Hitting the highway, or road tripping, is a great American pastime. As a child of the 1950s and 1960s, I was raised on the road, so to speak. Especially on the original and now famous US Route 66. Since my folks lived in St. Louis, Missouri, we never drove the Chicago to St. Louis section. But, from St. Louis westward, numerous times we put the rubber to the road!

By the time I was five (circa 1959), our family had driven the St. Louis to Santa Rosa, New Mexico, several times. During that time and afterwards, we also drove it to the end of the line, in Santa Monica, Calif. Back in those days Route 66 was not a four-lane super highway, but rather a two-lane, meandering road with numerous stops along the way. I remember it always being a long, arduous trip, as my folks’ car had no air conditioning. Several times we drove long sections at night to avoid the heat. But I have plenty of daytime memories of those road trips and stopping for water (for the car radiator) and gas before crossing long stretches of desert. Places like Barstow, Needles, Flagstaff, Gallup, Tucumcari, and Amarillo standout in my mind’s eye. There were many small-town diners, typical of that era, which have long since faded away. But one still remains out in California and that was Sambo’s. I remember we stopped at these pancake houses numerous times, especially by my teenage years when we lived in California.

But road trips are more than just driving from point A to point B. It’s about meeting people and visiting friends and family along the way, as well. Last month we did a 2100+ mile road trip in nine days. First leg took us to southern Ohio, where we spent time with my son and his family. Playing with grandkids is always great fun! Next we headed north to Toledo and then westward to Chicago, where we soaked up as much urban culture and fine dining as possible. From there it was further north, to Wisconsin, to visit friends at the university and from my Army days. More great food was enjoyed and vistas of beautiful dairy farms and vineyards were viewed, quite unlike what’s in Missouri.

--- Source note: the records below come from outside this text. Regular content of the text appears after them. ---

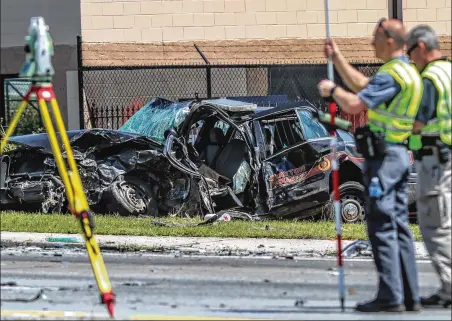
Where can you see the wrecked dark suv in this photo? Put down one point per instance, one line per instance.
(195, 157)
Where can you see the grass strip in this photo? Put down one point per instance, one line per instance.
(116, 225)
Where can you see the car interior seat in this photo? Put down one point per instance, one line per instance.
(230, 158)
(216, 141)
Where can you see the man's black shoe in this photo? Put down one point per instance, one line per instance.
(413, 307)
(378, 306)
(435, 299)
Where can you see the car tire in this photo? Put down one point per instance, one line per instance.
(130, 196)
(352, 196)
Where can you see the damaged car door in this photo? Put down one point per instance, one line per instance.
(219, 158)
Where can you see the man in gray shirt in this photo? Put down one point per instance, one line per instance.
(433, 124)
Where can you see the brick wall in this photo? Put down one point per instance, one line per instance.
(188, 20)
(436, 13)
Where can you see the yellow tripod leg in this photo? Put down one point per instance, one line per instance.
(81, 204)
(56, 151)
(12, 126)
(82, 211)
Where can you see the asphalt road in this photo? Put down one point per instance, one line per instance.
(187, 286)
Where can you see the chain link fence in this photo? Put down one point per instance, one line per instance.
(111, 95)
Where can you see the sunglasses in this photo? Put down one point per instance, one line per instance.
(410, 50)
(380, 25)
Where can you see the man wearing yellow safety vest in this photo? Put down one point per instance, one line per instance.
(392, 99)
(432, 142)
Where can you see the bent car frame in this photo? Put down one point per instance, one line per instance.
(196, 157)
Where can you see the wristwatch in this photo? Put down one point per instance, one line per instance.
(332, 90)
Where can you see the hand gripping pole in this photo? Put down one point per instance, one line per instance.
(335, 171)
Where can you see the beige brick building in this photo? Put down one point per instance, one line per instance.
(252, 30)
(155, 32)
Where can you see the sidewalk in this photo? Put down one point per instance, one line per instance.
(188, 245)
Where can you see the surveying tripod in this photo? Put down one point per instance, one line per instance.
(38, 67)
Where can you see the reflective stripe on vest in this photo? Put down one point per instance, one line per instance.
(439, 72)
(396, 120)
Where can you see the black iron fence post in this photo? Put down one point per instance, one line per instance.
(209, 81)
(80, 82)
(208, 72)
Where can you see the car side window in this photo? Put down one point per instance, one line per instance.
(222, 125)
(194, 131)
(312, 127)
(281, 131)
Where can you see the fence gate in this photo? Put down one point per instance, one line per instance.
(109, 96)
(13, 92)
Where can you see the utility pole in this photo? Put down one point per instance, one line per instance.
(395, 9)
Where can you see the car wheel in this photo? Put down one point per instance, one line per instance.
(352, 203)
(131, 196)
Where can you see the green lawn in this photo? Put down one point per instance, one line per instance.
(115, 225)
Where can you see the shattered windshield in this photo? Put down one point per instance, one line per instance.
(154, 118)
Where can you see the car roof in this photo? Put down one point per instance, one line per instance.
(266, 111)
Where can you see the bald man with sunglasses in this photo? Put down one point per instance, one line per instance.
(432, 140)
(392, 99)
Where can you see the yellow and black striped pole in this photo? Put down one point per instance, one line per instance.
(75, 194)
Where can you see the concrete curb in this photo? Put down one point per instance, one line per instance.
(187, 245)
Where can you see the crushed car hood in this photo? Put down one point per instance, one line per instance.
(83, 140)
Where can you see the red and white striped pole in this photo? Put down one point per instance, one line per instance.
(335, 171)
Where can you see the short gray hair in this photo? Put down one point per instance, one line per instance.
(425, 34)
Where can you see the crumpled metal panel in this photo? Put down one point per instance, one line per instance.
(241, 178)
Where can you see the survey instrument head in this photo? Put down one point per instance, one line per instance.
(38, 52)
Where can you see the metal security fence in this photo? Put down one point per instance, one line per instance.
(111, 95)
(13, 92)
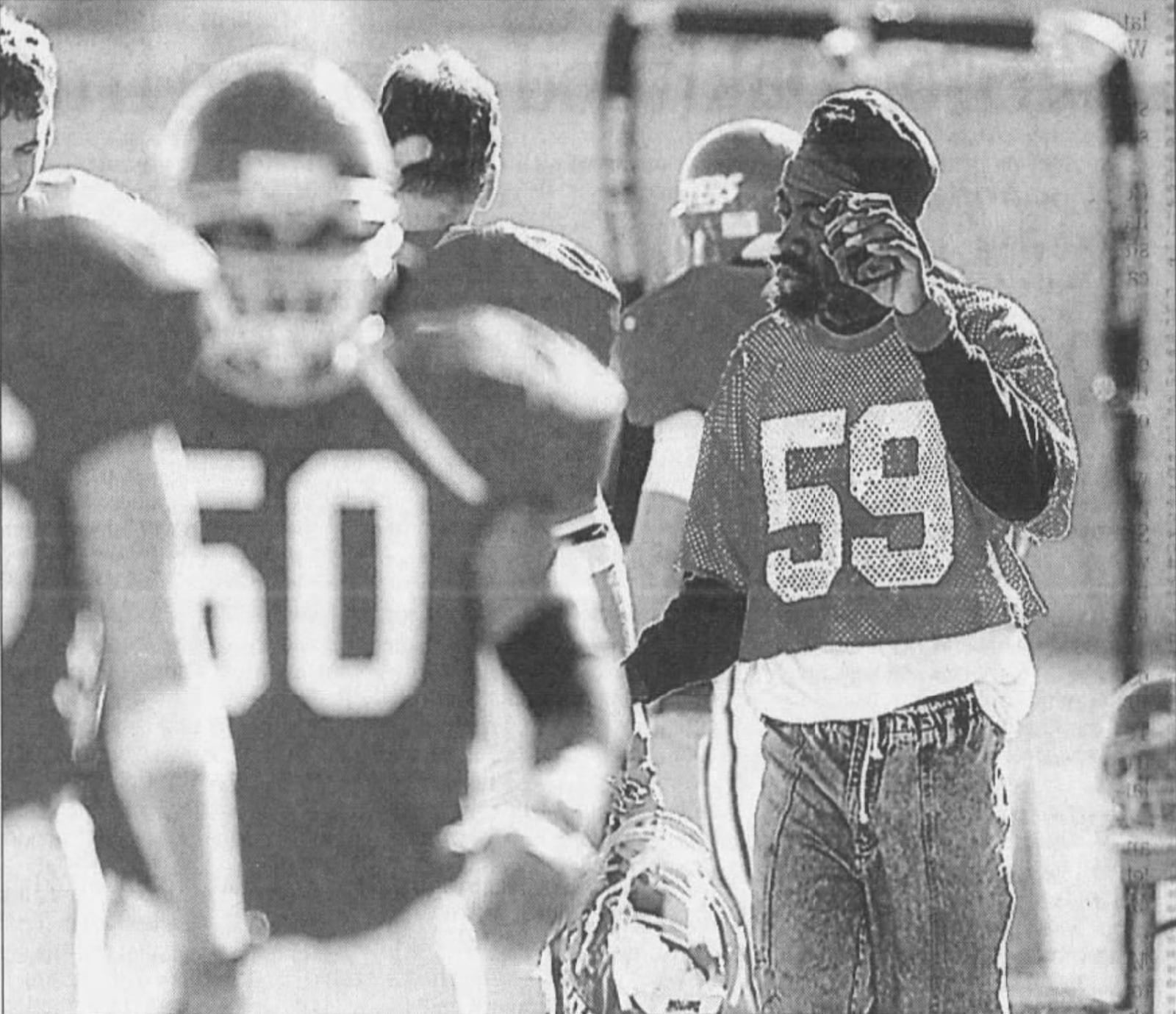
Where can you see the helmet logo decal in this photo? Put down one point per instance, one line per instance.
(739, 225)
(707, 194)
(286, 178)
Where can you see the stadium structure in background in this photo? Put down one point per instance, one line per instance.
(1042, 196)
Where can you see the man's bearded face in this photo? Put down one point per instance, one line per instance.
(805, 280)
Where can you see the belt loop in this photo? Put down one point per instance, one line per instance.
(873, 752)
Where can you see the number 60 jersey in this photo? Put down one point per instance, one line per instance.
(339, 580)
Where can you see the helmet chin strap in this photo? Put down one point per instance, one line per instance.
(426, 213)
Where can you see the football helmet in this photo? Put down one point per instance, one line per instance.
(654, 931)
(727, 192)
(1140, 757)
(280, 163)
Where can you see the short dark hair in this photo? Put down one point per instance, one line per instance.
(868, 132)
(29, 70)
(439, 93)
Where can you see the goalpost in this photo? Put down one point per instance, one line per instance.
(1035, 123)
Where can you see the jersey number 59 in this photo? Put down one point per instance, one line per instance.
(921, 490)
(317, 494)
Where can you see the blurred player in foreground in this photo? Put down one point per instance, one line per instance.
(103, 313)
(672, 349)
(441, 117)
(874, 446)
(376, 510)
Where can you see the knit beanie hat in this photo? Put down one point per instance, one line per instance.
(872, 135)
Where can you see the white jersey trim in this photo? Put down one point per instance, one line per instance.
(840, 682)
(419, 429)
(678, 440)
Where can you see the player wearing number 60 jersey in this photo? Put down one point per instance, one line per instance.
(376, 510)
(876, 446)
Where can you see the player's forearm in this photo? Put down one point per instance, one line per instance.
(695, 640)
(653, 554)
(1001, 443)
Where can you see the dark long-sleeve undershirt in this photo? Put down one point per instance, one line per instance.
(1005, 452)
(697, 639)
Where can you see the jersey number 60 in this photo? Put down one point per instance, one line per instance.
(923, 490)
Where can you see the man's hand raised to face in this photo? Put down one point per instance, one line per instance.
(864, 232)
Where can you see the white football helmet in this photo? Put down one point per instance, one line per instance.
(280, 161)
(727, 192)
(656, 932)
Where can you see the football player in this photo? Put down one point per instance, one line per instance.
(670, 352)
(874, 447)
(376, 510)
(98, 524)
(101, 318)
(441, 115)
(29, 74)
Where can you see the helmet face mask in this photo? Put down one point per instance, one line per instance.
(654, 932)
(280, 163)
(727, 192)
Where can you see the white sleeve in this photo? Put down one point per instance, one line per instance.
(675, 455)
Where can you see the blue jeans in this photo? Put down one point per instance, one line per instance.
(881, 874)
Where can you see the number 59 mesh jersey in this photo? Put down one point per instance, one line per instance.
(103, 315)
(826, 490)
(339, 579)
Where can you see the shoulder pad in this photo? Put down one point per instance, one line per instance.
(559, 249)
(675, 341)
(119, 225)
(531, 411)
(528, 271)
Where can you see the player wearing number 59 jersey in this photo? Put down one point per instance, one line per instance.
(876, 446)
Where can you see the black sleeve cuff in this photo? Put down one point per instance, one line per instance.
(695, 640)
(1005, 451)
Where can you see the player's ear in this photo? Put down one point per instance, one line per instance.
(490, 188)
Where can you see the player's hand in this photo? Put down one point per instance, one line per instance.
(876, 251)
(635, 790)
(209, 985)
(521, 876)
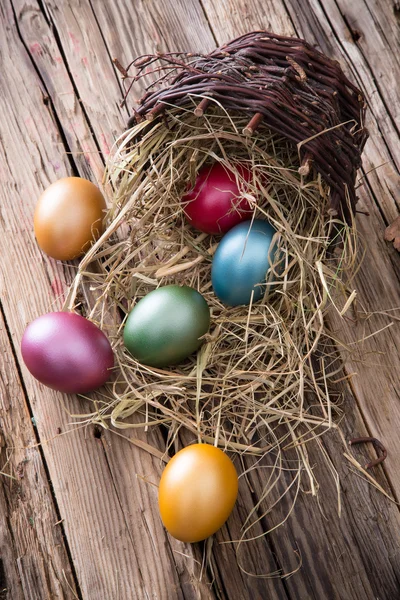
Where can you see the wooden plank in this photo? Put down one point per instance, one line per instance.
(378, 282)
(231, 583)
(337, 554)
(28, 527)
(113, 552)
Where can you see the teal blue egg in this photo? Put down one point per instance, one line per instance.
(167, 325)
(241, 262)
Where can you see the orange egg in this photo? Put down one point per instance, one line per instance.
(197, 492)
(68, 217)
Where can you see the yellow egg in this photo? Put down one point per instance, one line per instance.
(197, 492)
(69, 217)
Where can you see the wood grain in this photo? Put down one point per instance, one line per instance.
(60, 112)
(29, 535)
(113, 552)
(345, 539)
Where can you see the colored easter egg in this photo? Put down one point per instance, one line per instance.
(67, 352)
(241, 262)
(166, 326)
(68, 217)
(197, 492)
(215, 203)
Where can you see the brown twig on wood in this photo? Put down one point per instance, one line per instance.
(283, 82)
(377, 444)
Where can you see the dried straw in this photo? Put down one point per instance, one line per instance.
(259, 363)
(263, 382)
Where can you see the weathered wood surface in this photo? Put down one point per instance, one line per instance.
(59, 115)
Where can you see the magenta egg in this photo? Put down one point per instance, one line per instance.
(214, 205)
(67, 352)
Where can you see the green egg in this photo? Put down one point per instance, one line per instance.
(165, 326)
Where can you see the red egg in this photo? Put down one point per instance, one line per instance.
(214, 204)
(67, 352)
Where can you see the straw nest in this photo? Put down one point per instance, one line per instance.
(262, 378)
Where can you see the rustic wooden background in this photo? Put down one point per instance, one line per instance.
(75, 520)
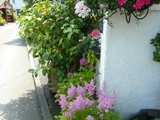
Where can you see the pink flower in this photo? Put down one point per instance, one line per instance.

Road tripping may become a seldom-enjoyed pastime, as oil and gas prices continue to soar. I did notice fewer cars on the interstates during our trip, especially those with out-of-state plates. We even had to adjust our trip by renting a small, economy class car, which was a trade-off in comfort for fuel-efficiency. But regardless, being on the road is part of my lifestyle, and something I immensely enjoy and as long as I can find a means and a way, I’ll be road tripping for a long time!

© 2008 Terry Ownby, I spotted this VW bus, along with another in caravan somewhere in Indiana. The VWs were complete with decals, hula girls on the dash, and love beads and peace signs. Talk about a blast from the past!

© 2008 Terry Ownby, As I moved along photographing these two VW buses, I noticed on the second pass that the driver was into this whole gig and was photographing me! What a hoot! Who said road trips couldn’t be fun?!